The after-parties that occupy the city’s clubs once the bands are finished for the day are legendary too: this year's Stay Out West will take over well-loved local venues like Rondo, Pustervik and Folkteatern, as well as no less than three stages at Bananpiren.

7. The football

Stockholm may have three top flight football teams to boast of, and southerners Malmö FF may have two Champions League appearances to their name from recent years, but IFK Göteborg are by far Sweden’s most-successful club on an international level. The Blåvitt’s two Uefa Cup wins from the 1980s remain the only occasions that a Nordic side have won a pan-European club honour, and they are also the only Swedish team to place in the top four of the modern day Champions League, thanks to a run to second place behind AC Milan in Group B of the 1992-93 edition.


Ullevi (left) & Gamla Ullevi (right). Photo: Skyflyers/Göteborg & Co

The Angels can be watched at 18,000-seater Gamla Ullevi stadium in the city centre, and after falling on hard times in recent years (Göteborg haven’t won the league since 2007) there’s no danger of being labelled a glory-hunter.

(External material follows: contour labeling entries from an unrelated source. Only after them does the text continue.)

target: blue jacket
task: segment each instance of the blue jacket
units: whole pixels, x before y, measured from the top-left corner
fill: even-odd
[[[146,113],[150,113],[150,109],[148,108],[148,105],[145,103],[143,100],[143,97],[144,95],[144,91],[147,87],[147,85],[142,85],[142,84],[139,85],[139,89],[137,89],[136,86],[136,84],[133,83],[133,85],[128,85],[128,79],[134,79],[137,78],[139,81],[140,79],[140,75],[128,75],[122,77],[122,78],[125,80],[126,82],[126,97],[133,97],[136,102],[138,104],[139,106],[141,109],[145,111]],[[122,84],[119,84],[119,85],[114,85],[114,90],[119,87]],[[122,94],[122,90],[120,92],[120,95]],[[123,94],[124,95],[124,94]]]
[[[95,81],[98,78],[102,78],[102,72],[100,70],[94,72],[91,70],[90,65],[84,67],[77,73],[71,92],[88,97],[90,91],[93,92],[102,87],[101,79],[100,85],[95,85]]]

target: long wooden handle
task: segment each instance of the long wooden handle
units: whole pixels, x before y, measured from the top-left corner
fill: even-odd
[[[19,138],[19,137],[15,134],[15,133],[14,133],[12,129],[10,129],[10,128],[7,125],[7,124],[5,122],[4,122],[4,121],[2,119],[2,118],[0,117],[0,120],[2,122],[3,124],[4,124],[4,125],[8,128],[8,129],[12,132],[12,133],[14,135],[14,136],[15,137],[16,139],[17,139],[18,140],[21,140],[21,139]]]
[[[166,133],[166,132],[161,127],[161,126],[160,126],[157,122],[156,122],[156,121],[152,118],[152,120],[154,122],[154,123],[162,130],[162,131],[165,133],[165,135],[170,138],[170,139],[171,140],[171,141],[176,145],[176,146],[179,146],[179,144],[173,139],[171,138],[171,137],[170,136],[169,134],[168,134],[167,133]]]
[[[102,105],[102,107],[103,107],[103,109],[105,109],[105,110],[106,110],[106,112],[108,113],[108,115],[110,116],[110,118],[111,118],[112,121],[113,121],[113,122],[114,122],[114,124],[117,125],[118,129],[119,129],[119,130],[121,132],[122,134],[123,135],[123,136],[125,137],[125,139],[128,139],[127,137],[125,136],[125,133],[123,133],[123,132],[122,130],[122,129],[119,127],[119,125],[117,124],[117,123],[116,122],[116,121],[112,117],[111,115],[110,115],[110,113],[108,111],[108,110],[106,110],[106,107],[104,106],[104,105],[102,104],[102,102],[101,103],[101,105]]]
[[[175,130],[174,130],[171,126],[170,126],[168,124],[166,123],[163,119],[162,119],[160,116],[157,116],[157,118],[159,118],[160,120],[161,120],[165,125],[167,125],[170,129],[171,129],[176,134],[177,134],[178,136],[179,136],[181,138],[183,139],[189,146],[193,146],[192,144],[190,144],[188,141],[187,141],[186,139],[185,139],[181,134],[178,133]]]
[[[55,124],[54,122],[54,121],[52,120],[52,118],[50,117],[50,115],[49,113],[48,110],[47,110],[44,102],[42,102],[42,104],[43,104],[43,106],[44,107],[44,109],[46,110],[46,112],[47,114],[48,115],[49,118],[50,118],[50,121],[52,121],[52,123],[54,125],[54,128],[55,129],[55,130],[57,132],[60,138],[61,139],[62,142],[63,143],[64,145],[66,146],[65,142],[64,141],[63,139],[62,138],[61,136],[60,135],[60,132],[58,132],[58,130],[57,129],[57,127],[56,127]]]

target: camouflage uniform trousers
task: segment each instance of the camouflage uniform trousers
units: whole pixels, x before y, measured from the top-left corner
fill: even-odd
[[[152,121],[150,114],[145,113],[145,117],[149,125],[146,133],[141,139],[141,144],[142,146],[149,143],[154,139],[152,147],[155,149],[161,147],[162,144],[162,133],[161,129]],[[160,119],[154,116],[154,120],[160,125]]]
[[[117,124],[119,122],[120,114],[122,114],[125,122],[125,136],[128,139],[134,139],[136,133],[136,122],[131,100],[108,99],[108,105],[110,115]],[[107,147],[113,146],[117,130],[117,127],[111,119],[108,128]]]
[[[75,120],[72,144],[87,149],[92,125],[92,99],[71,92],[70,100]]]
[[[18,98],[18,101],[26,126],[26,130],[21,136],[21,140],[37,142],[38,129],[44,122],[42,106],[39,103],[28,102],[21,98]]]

A two minute walk to the east offers a sight of a far more impressive ground however, the confusingly-named Ullevi, a distinctively seashell-shaped arena that was built for the 1958 World Cup. No less than Pele made his Brazil World Cup debut here, which would make it hallowed ground in most cities, yet for the majority of the year, Ullevi sits empty, with the exception of the occasional concert. It doesn’t get any more nonchalant than that.